For many Western readers, the idea of sending a teenager to a “boot camp” or discipline school might evoke reality show tropes or dramatized retreats, but in China these institutions are part of a complex social ecosystem—born from concerns about youth addiction and behavior, sustained by parental anxiety, and criticized by educators and rights advocates for methods that may violate children’s physical and psychological well-being. Balancing cultural norms around obedience and achievement with the need to protect young people’s rights is an ongoing challenge that Chinese society continues to grapple with, even as stories from these schools force uncomfortable questions onto the national stage.

Auntie Spices It Out

Spicy Auntie is furious. Not the theatrical, eye-rolling kind of fury I usually reserve for clueless politicians or hypocritical pundits, but the cold, steady rage that comes when adults systematically harm children and call it “love.” These so-called schools for “rebellious” teens in China are not schools. They are not therapy. They are not education. They are warehouses for fear, violence, and adult failure dressed up as discipline.

Let’s be very clear: abducting teenagers, breaking them down with military drills, humiliation, beatings, and isolation is not jìnlǜ (纪律, discipline). It is abuse. Full stop. You do not cure anxiety, depression, anger, or internet addiction by terrorizing a child’s body until their mind shuts down. You do not teach responsibility by removing dignity. You do not create “good citizens” by normalizing violence as authority.

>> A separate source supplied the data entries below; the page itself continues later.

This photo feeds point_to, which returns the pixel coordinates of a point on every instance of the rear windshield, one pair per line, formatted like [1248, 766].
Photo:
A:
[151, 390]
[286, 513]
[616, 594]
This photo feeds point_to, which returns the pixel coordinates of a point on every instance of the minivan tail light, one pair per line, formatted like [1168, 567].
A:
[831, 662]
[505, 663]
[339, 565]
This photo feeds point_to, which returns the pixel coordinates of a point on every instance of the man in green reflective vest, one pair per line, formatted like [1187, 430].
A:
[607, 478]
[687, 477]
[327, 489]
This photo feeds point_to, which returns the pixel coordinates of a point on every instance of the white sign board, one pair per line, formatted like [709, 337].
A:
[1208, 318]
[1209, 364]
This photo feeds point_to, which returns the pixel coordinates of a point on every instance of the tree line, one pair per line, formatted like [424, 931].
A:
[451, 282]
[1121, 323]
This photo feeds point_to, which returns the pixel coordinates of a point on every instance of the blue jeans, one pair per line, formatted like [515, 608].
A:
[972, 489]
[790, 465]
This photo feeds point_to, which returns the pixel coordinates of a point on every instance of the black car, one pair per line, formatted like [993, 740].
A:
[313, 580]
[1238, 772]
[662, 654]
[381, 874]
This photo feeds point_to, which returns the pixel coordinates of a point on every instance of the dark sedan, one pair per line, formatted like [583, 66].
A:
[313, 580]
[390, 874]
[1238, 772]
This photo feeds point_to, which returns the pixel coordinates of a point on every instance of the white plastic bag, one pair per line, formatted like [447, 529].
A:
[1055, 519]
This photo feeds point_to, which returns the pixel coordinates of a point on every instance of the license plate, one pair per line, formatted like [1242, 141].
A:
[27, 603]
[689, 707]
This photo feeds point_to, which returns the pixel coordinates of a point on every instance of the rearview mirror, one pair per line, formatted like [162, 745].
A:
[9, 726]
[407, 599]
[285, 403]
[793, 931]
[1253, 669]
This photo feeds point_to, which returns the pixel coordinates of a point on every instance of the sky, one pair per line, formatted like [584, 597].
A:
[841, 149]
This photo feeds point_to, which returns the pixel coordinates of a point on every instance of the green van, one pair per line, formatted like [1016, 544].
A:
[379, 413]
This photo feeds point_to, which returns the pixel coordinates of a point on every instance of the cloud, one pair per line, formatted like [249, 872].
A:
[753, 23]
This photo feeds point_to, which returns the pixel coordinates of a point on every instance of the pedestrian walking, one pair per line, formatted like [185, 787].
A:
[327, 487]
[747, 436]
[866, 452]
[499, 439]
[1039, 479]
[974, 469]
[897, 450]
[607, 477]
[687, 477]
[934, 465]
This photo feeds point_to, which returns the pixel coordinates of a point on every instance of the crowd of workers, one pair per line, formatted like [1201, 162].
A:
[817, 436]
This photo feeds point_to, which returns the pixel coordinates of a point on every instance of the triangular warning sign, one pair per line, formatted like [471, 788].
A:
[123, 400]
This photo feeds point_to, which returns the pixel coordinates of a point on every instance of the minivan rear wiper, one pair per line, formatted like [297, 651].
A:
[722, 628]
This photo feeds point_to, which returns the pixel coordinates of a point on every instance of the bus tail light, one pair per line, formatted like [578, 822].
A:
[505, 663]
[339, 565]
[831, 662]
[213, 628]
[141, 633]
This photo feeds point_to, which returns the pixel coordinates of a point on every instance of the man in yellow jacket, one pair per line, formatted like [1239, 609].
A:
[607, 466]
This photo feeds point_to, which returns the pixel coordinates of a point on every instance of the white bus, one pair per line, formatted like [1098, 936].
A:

And here is the part that makes Auntie especially mad: these places exist because parents want them to exist. Parents who are overwhelmed, yes. Parents who are afraid, maybe. But also parents who want obedience without conversation, control without listening, results without responsibility. If your teenage child is “rebellious,” have you tried—radical idea—talking to them? Or examining the pressure cooker of expectations, exams, social media panic, and emotional neglect that produced that rebellion in the first place?

So here’s my proposal, and I mean it with love and venom in equal measure. If these boot camps must stay open, then send the parents. All of them. The ones who sign consent forms while averting their eyes. The ones who say “it’s for their own good.” Put them through 15-kilometer runs. Make them squat until their knees give out. Lock them in silent rooms with slogans about obedience taped to the walls. Let’s see how long their faith in “tough love” lasts when it’s their body and psyche on the line.

Because rebellion is not a disease. It is a signal. A teenager pushing back is often saying, “I am overwhelmed,” “I am scared,” “I am unheard,” or “I am being crushed.” Crushing them harder is not treatment; it is cowardice outsourced to a violent system.

China does not lack discipline. It lacks space for emotional literacy, youth mental health care, and honest conversations about what success, failure, and growing up actually look like in a hyper-competitive society. You want strong young people? Teach empathy. Teach boundaries without brutality. Teach adults to parent without fear.

Until then, Auntie says this loudly and without apology: anyone who thinks beating obedience into a child is education should sign themselves up first.